Each towel has a personal monogram made by bonded fabric letters, carefully overstitched to ensure hardiness through multiple washes.

With leftover fabric, I also made a carrying case to ensure hands are free at all times for easy carrying of ice cream, sunscreen, beachballs, novels and the 160 other things we seem to transport back and forth with us every time we venture to a swimming pool or shoreline…

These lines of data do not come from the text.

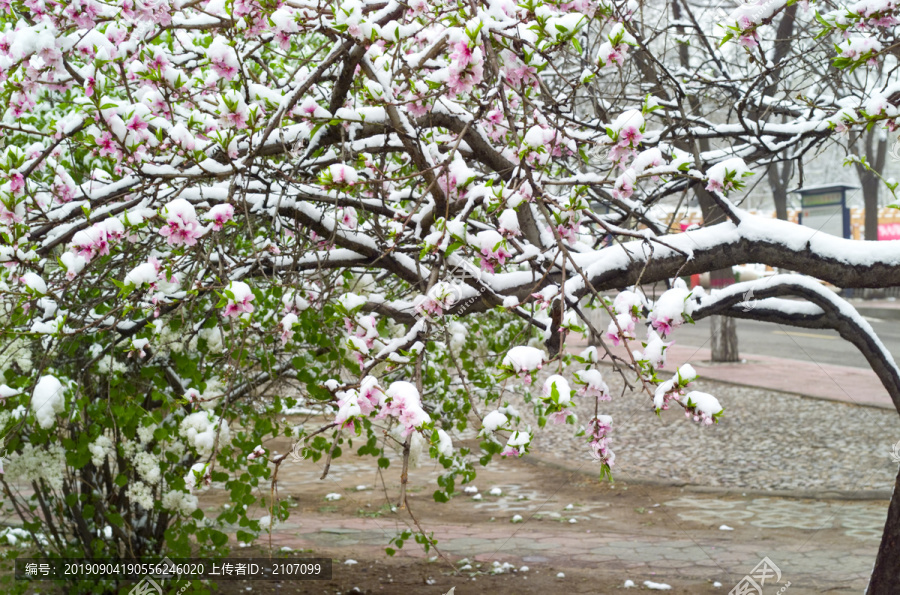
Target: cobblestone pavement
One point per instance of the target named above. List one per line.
(764, 441)
(693, 506)
(568, 521)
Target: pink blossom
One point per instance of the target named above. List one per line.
(136, 124)
(558, 418)
(715, 186)
(107, 146)
(663, 324)
(630, 136)
(16, 182)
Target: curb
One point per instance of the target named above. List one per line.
(882, 313)
(883, 407)
(847, 495)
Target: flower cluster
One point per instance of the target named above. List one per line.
(466, 68)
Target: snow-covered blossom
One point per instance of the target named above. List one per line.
(239, 300)
(219, 215)
(592, 384)
(200, 430)
(524, 361)
(494, 420)
(621, 328)
(493, 249)
(223, 58)
(556, 388)
(402, 401)
(671, 309)
(702, 407)
(466, 68)
(182, 226)
(726, 175)
(48, 400)
(654, 353)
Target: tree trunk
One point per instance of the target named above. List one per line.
(724, 339)
(886, 574)
(779, 178)
(874, 146)
(870, 200)
(723, 330)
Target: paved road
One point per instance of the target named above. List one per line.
(824, 347)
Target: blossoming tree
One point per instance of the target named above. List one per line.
(211, 211)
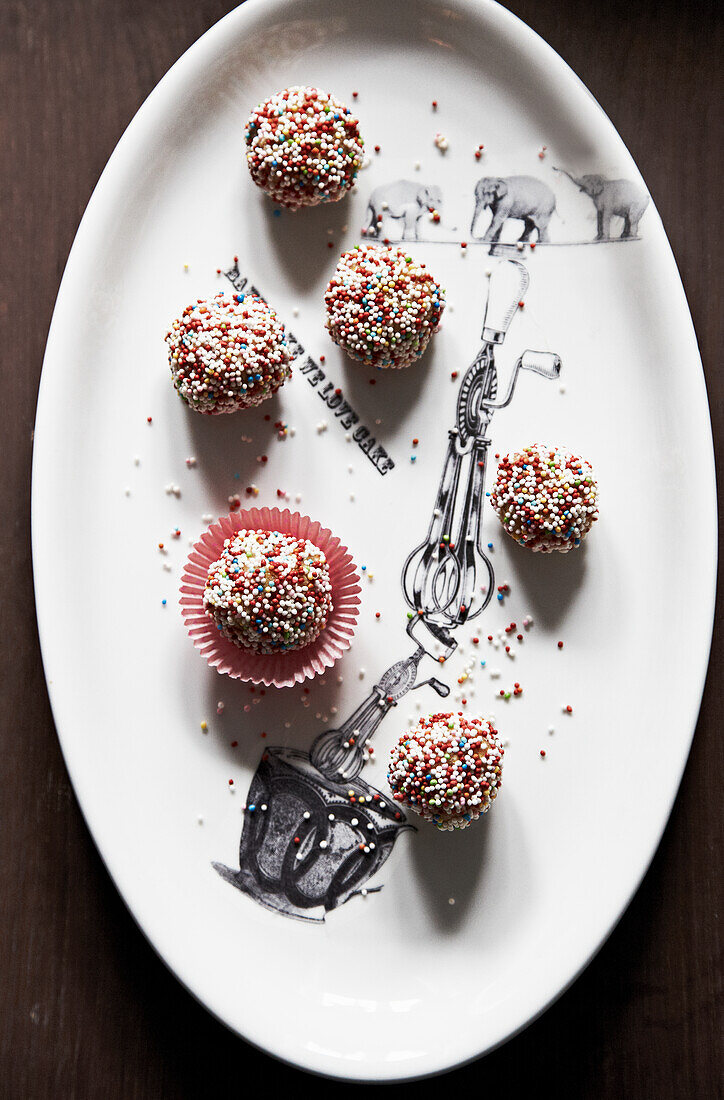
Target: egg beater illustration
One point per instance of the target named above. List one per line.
(315, 833)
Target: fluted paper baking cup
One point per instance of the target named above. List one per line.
(273, 670)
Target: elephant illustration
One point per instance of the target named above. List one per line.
(398, 206)
(524, 198)
(613, 198)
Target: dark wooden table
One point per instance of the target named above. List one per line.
(87, 1010)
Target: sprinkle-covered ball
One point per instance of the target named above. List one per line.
(546, 497)
(447, 768)
(304, 147)
(228, 353)
(269, 592)
(382, 307)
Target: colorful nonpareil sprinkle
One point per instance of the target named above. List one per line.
(382, 307)
(228, 353)
(447, 768)
(304, 147)
(269, 592)
(546, 497)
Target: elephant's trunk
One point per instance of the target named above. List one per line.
(479, 207)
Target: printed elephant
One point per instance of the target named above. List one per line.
(398, 206)
(613, 198)
(524, 198)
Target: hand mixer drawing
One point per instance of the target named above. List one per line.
(315, 832)
(447, 580)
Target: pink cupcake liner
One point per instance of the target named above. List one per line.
(273, 670)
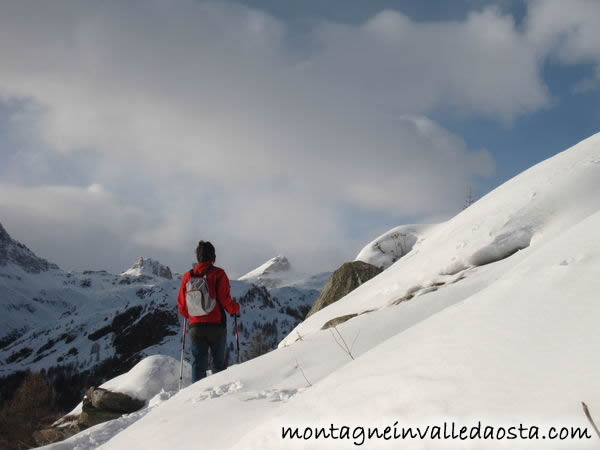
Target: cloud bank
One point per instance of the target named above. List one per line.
(201, 120)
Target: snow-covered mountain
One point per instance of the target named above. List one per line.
(392, 245)
(277, 272)
(95, 325)
(149, 267)
(490, 322)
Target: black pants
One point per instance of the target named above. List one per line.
(203, 337)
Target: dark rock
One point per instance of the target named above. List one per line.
(151, 329)
(52, 435)
(91, 416)
(343, 281)
(14, 252)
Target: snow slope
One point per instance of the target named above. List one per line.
(492, 317)
(104, 323)
(278, 272)
(392, 245)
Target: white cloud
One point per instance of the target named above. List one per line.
(205, 118)
(567, 32)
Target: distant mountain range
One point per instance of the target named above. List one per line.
(101, 324)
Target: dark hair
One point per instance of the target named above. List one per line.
(205, 252)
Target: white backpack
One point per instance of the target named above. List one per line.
(197, 296)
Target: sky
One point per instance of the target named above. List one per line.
(301, 128)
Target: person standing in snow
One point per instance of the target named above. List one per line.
(204, 296)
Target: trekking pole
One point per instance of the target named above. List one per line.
(237, 336)
(182, 349)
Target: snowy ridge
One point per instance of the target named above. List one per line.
(492, 317)
(149, 267)
(392, 245)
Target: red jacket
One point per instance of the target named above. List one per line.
(218, 286)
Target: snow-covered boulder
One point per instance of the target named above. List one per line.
(392, 245)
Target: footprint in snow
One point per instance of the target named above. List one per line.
(218, 391)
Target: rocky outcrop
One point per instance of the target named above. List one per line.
(343, 281)
(99, 405)
(148, 266)
(13, 252)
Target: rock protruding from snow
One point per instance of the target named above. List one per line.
(13, 252)
(343, 281)
(148, 266)
(271, 274)
(391, 245)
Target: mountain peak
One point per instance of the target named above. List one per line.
(149, 266)
(13, 252)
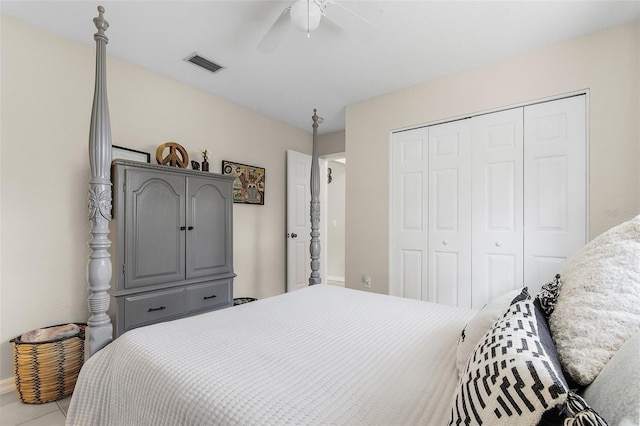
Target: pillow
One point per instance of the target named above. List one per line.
(480, 323)
(513, 375)
(598, 308)
(614, 393)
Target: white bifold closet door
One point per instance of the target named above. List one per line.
(449, 199)
(497, 240)
(505, 201)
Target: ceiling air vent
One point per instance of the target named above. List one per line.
(194, 58)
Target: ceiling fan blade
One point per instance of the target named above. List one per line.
(276, 33)
(348, 20)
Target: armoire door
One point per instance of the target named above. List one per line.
(208, 234)
(155, 216)
(497, 190)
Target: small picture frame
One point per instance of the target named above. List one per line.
(249, 183)
(119, 152)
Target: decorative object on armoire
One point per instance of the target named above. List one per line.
(173, 239)
(176, 157)
(47, 370)
(205, 160)
(248, 186)
(119, 152)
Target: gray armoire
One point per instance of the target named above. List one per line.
(173, 243)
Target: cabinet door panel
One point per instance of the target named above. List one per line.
(450, 213)
(209, 228)
(154, 239)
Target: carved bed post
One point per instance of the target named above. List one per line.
(314, 247)
(99, 329)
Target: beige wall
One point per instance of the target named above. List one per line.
(331, 143)
(606, 63)
(47, 92)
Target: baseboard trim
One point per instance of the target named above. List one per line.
(7, 385)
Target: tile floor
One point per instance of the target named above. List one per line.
(14, 412)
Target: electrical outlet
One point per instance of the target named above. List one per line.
(366, 281)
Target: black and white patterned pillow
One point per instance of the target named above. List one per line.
(513, 375)
(548, 295)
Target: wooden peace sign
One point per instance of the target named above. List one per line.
(177, 155)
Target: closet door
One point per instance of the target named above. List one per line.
(555, 178)
(497, 236)
(449, 233)
(409, 209)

For this project, you’ll need:

  • A towel (plain or patterned, but soft and deliciously enveloping)
  • Fabric to use for your border
  • Plain fabric for your letters; pick out a dominant colour from your fabric to use
  • Fabric bonding paper like Bondaweb or Heat ‘n Bond
  • Letter shapes (see below)
  • Sewing machine
  • Optional: bias piping

Harry’s favourite colour is blue, so I used a blue towel and a length of leftover fabric from my stash; it’s a sea turtle batik print which I think is either Robert Kaufman’s ‘sea turtles’ or certainly very close to it.  I picked out the navy and turquoise in the colour scheme for the letters to make them pop, and chose a sea blue cording to border the border (as it were).  I love Higgs & Higgs for haberdashery and use their bias piping in all sorts of things – like here!

DIY below….

Step 1:  Measure and cut your fabric border

Most towels have a natural border; take a look at yours and decide how deep you want your fabric panel to be, and where you want to position it on the towel.  My panel sits 10cm above the bottom of the towel and is 20cm deep.  Allow 1cm seam allowance on both sides and both ends, measuring the width of the towel when you do.  I chose to just have my panel on the front of the towel, but you could of course make this a double-sided band, in which case just double your width.  Look at the pattern on your chosen fabric when you measure, and position it so you capture any features you want to; I made sure some of the biggest sea turtles were framed in the piece I cut.

Step 2: trace and cut out your letters onto your chosen fabric and add to the panel

To make my letters, I typed them in 60 point font into a Word doc and then printed them out, and used these to trace the shapes through onto my navy fabric.  The most important thing to remember here is to print them in reverse or mirror image, as you’ll be flipping them over eventually onto the fabric panel.

Once you’ve drawn your letters on, iron your fabric bonding sheet to the reverse of the fabric, following manufacturers instructions.  Once it has cooled, cut out your letters carefully.  If you want to be very snazzy, you can do the whole process again and add a border as I did here with the turquoise, but it will look great with a single colour.  Carefully position your letters on the fabric panel, and iron into place.  You could centre them on the towel or do what I’ve done here and align them to the right hand side.  Longer names will look great across the width of the towel; shorter ones tend to look good when aligned to one or other margin.

If you’re using piping, pin and stitch it into place now (I shortened the panel at this stage, as you can see from the top border);

Step 3: (Optional) top stitch over your letters to give them greater durability

This is the fiddliest part of the whole project, but worth it if your towels are going to get heavy wear and laundering.  Carefully topstitch around your letters to secure them in place; I used a herringbone stitch and went veerrrrrrrrry slowly.

Finally, press the seam-borders of your panel under and then top-stitch into place along the front of the towel!

Maker’s note: I’m conscious this, like so many of my projects, was a midnight crafting exercise so the work-in-progress pictures here are limited.  If you want to have a go and have more questions about the different steps and techniques do either ask me in comments or drop me a note – I’m always happy to help!

Have a wonderful week, wherever you are and whatever you’re doing.